Tetsuo HARADA (Nagasaki University), Yasukiyo IKUTA (Oshima Shipbuilding), Kenji SASAKI (Nagasaki University), Hiroshi OHATA (Ube Industries), and Myokin TOKUYAMA (Daiichi Institute of Technology)
The authors have developed a new anchorage method for continuous fiber reinforcing materials such as carbon fiber reinforced polymer (CFRP) strands using a highly expansive material (HEM). Experiments have confirmed that this method offers great utility for anchoring tendons of both steel strands and CFRP strands in prestressed concrete (PC). The new anchorage method offers the following features: (1) solid adhesion of various FRP/steel tendon types; (2) no stress concentration at point of adhesion due to uniform expansive pressure, which acts similarly to a fluid and can reach up to 50 MPa; (3) sustained prestressing force over the long term with negligible loss over time.
Fig. 1 Anchorage device using HEM
Figure 1 shows the test specimen used in the confirmation experiments. Once the gap between the steel pipe sleeve and the prestressing tendon has been filled with the HEM, the configuration resembles a shear spring, with shear force q per unit length. The tensile force acting on the prestressing tendon is transferred to the steel pipe sleeve. The locking nut on the steel pipe sleeve ensures the tendon is fixed firmly. Tensile loading tests with CFRP strands and steel strands secured using HEM anchors were carried out. Figure 2 shows the strain distribution on the steel pipe surface for the case of a steel prestressing tendon with several expansive pressures. Figure 3 shows the distribution of q values obtained by calculation using measured strain values taken from Figure 2. The relative displacement s at an arbitrary position x along the sleeve is the difference between the tendon displacement wp and the steel pipe sleeve displacement ws, as determined by integrating the measured strains from the fixed end to position x. The relationship between q and s is shown in the form of q-s curves in Figure 4. The main feature of this relationship, that the curve is substantially the same regardless of distance x from the load end, derives from the uniform action of the expansive pressure.
Fig. 2 Strain distribution
Fig. 3 Distribution of q values
Fig. 4 q-s curves
Based on these experimental results, the HEM anchoring mechanism was investigated using shear transfer mechanics. Nonlinear simultaneous differential equations were introduced assuming that the HEM layer behaves as a shear spring, and numerical analyses were carried out using the q-s curves.

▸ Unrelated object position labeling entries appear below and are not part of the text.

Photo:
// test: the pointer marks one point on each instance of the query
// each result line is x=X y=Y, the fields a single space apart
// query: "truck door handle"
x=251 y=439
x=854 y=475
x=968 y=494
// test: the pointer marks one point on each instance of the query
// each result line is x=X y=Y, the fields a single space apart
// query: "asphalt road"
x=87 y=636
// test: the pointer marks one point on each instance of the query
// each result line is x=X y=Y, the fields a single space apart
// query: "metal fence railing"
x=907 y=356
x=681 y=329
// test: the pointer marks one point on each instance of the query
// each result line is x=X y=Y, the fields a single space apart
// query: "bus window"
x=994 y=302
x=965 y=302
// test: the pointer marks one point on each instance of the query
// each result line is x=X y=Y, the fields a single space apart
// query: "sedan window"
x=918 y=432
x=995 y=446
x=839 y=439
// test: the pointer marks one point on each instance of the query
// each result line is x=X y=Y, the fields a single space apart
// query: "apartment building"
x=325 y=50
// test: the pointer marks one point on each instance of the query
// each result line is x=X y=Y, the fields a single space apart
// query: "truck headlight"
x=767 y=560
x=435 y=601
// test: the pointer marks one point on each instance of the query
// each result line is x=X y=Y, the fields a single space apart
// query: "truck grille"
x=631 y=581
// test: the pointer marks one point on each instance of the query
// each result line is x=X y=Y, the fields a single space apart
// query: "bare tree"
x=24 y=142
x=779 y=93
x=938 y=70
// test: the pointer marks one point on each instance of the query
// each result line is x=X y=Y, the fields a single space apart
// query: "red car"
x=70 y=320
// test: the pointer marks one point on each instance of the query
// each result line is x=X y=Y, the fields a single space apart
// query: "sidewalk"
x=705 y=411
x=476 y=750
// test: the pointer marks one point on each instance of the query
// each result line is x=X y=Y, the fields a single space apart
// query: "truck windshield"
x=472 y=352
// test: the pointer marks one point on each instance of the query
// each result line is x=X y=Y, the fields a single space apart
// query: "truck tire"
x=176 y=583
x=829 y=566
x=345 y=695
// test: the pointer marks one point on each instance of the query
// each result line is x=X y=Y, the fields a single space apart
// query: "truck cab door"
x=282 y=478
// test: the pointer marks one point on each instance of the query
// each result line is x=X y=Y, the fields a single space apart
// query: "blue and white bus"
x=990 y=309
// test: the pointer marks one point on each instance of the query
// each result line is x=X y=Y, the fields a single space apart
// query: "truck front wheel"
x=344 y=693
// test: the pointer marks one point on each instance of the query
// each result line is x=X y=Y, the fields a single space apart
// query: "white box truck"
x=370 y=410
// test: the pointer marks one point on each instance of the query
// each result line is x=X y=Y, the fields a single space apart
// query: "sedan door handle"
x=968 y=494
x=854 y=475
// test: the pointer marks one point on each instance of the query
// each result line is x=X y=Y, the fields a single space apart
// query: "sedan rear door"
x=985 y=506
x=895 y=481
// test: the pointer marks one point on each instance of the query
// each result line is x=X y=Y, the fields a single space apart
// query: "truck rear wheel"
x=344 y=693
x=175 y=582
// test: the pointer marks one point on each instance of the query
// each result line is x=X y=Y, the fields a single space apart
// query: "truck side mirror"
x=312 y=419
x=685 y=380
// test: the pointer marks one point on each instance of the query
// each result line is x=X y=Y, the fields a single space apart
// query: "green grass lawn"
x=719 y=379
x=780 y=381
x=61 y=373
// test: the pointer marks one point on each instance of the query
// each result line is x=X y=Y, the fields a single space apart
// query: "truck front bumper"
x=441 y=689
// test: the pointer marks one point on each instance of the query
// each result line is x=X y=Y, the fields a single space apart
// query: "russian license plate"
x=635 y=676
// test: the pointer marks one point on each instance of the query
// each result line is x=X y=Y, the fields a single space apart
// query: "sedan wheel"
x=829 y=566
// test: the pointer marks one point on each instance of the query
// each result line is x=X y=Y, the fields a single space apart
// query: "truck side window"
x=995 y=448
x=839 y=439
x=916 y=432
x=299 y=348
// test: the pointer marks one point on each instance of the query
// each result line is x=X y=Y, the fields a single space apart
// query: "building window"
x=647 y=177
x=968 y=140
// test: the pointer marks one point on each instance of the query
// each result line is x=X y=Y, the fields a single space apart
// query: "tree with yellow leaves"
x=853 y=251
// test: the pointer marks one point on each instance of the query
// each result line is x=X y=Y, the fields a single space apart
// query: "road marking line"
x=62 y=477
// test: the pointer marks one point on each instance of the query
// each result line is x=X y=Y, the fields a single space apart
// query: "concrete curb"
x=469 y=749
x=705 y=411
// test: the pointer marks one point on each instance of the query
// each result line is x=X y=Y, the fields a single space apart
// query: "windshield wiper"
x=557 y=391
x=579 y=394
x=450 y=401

It was found that this analytical method was very effective, giving simulation results that agree well with the experimental results as shown in Figures 2 and 3.
Additionally, by testing until failure of the CFRP strands (and the yield point of the steel strands), the relationship between length of steel sleeve and pullout load was clarified for various expansive pressures, as shown in Figure 5.
Fig. 5 Sleeve length determination methods
The authors hope that this HEM anchorage method will contribute to reducing the maintenance and increasing the longevity of PC structures.